Gaza calm as new 72-hour ceasefire holds
Calm prevailed over Gaza at the start of a 72-hour ceasefire which came into effect at midnight between Israel and Palestinian militias, as diplomatic efforts continued in Cairo in hopes to end hostilities.
During the past few hours, there were no reports of fighting on either side as the second three-day truce in a week held, in an attempt to open a window for dialogue after more than a month of hostilities in which nearly 2,000 Palestinians and 67 Israelis were killed.
The ceasefire took effect at midnight after a day of fighting which continued until the last moment.
Shortly before midnight, Palestinian militants fired several rockets against cities in Israel near the border with Gaza and at least one on Tel Aviv.

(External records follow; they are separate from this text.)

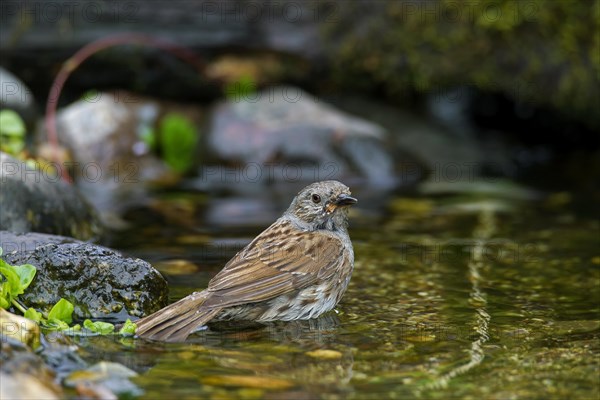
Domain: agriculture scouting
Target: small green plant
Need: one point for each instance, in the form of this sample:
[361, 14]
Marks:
[178, 139]
[12, 132]
[15, 279]
[242, 89]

The Israeli Defence Forces (IDF) bombarded at least 20 targets in Gaza, killing four Palestinians, including two children, according to local health officials.
Israel claimed that one of the dead, who was killed in an attack carried out shortly before midnight, was responsible for tunnelling.
The truce brokered by Egypt, which acts as a mediator, opens a quiet period for the two parties to try to resolve their differences at the negotiating table.
Israeli diplomatic sources quoted by media said the continuation of negotiations in Cairo depends on the commitment of the Islamic Palestinian movement Hamas to the ceasefire.
The sources told the Ynet news website that if the other party respects the ceasefire, the Israeli delegation will arrive in Egypt Monday morning.
The Egyptian daily Al-Yom A-Sabea reported that the Israeli delegation is in the Egyptian capital since Sunday night.
Meanwhile, Palestinian spokesmen said the talks depended on Israel's acceptance of all of Hamas's demands, especially lifting the blockade of Gaza that has been in force since 2006.
Khaled Mashaal, head of Hamas's political bureau, said the war with Israel had put the blockade of Gaza on the international agenda.
A document agreed by the Palestinian factions and subsequently delivered to Israel by Egyptian mediators last week also called for the opening of a seaport and an airport in Gaza.
UN Secretary-General Ban Ki-moon has welcomed the new truce with the hope that it would allow the two sides to reach "a comprehensive and lasting ceasefire agreement".
In a statement, Ban said the truce was an opportunity to "address the underlying grievances of both sides".
The UN head urged all parties to work constructively to "avoid any steps which would lead to a return to violence".